A Giant, in Theory and Practice

Driskell Center Plans Year of Events to Honor Its Groundbreaking Namesake
By Chris Carroll | Photo by John T. Consoli; painting courtesy of The David C. Driskell Estate

The human toll of COVID-19 on the University of Maryland community included a towering cultural figure who helped African American visual art to emerge from segregation and take its rightful place on the broader American canvas.

Art Professor Emeritus David C. Driskell died April 1 of complications from the virus at 88, and now UMD’s David C. Driskell Center for the Study of Visual Arts and Culture of African Americans and African Diaspora is dedicating this academic year to commemorating its namesake’s life and work—combining teaching, art-history scholarship and writing, curation and the practice of art.

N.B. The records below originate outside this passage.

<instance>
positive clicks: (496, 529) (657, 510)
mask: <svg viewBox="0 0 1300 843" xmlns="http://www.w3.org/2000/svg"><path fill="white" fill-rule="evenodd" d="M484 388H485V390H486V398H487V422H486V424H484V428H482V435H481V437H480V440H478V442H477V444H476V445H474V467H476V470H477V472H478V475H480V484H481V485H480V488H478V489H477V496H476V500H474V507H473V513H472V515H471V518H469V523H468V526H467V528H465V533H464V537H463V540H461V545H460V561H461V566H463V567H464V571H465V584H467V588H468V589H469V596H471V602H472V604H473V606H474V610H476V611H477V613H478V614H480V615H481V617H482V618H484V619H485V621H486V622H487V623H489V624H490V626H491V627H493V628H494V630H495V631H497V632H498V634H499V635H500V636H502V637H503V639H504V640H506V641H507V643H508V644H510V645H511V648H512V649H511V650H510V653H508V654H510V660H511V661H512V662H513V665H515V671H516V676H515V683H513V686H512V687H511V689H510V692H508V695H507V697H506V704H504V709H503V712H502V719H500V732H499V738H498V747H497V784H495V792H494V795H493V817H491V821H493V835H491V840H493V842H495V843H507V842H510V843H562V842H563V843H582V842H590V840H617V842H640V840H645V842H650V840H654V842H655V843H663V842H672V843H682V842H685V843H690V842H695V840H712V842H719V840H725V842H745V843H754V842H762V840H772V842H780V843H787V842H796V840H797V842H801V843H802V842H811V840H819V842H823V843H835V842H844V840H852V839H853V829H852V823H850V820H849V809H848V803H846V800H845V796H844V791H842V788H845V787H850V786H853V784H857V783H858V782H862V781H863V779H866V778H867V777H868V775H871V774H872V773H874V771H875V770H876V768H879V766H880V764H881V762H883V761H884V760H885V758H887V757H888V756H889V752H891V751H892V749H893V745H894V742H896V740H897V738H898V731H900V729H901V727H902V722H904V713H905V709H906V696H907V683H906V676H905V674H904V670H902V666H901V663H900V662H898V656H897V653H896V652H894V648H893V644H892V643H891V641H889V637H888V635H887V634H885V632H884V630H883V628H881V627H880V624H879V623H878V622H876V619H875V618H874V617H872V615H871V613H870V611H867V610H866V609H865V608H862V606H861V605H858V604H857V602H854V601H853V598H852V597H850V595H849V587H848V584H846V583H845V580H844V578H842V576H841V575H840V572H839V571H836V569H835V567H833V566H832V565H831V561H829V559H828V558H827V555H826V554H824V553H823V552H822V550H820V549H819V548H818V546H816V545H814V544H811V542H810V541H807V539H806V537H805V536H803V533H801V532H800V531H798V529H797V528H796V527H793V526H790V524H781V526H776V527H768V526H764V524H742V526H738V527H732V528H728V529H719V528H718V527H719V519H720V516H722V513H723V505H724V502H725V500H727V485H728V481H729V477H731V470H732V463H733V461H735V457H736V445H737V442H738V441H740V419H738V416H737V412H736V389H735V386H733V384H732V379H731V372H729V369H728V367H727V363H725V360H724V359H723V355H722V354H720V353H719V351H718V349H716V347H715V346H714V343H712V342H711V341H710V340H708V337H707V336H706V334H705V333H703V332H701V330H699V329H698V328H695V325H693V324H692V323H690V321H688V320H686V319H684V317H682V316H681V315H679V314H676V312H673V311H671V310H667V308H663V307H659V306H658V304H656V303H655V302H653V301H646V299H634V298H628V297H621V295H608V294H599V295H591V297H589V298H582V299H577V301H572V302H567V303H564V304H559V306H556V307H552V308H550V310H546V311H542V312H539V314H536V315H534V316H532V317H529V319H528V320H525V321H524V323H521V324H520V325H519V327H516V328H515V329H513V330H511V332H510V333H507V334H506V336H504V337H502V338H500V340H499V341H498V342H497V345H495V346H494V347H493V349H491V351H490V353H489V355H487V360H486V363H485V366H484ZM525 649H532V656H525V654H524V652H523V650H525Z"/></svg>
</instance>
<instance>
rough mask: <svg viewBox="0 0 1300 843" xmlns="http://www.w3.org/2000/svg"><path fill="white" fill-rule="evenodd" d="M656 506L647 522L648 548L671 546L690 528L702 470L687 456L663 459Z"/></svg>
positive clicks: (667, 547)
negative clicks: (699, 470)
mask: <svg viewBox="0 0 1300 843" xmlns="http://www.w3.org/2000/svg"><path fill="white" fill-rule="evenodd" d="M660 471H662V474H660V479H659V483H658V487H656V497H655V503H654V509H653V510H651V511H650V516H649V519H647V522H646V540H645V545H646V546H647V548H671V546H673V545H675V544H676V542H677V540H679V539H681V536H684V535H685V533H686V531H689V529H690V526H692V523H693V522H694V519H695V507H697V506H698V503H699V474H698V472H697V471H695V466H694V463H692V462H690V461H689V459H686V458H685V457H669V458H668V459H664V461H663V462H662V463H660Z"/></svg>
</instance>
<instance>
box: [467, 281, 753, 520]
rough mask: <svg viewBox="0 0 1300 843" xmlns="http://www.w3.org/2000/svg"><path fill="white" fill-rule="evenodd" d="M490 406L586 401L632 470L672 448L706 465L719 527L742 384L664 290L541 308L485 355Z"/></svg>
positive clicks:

From the time Driskell painted his best-known work, “Behold Thy Son,” a 1956 meditation on the racist murder a year earlier of teenaged Emmett Till that takes the form of a pietà—a traditional depiction of Mary holding Jesus’ body—he stood against the conception of African American art as cut off from the mainstream.

“He was charged with a special task—go forth and promote African American artistic work in a way the world may not be ready for yet,” says Curlee R. Holton, the Driskell Center’s executive director.

Driskell arrived at Maryland in 1977, a year after his groundbreaking exhibition, “Two Centuries of Black American Art: 1750-1950.” His own works are held by museums such as the National Museum of African American History and Culture, the National Gallery of Art and the Phillips Collection.

Opening online in September, “The David C. Driskell Papers” exhibition draws from more than 50,000 objects assembled since the 1950s and divided into galleries by decade: lecture notes, student dissertations, slides from exhibitions and most importantly, correspondence with other major artists.

Other events include a Sept. 17 symposium in collaboration with the National Gallery of Art, as well as a panel discussion on Driskell’s legacy. In Spring 2021, the center will present an exhibition focusing on the work of his students, many of whom went on to successful careers themselves.

“He was a trailblazer,” says acclaimed performance artist Jefferson Pinder ’93, MFA ’03, who studied with Driskell at Maryland. “So many people are indebted to the work he’s done.”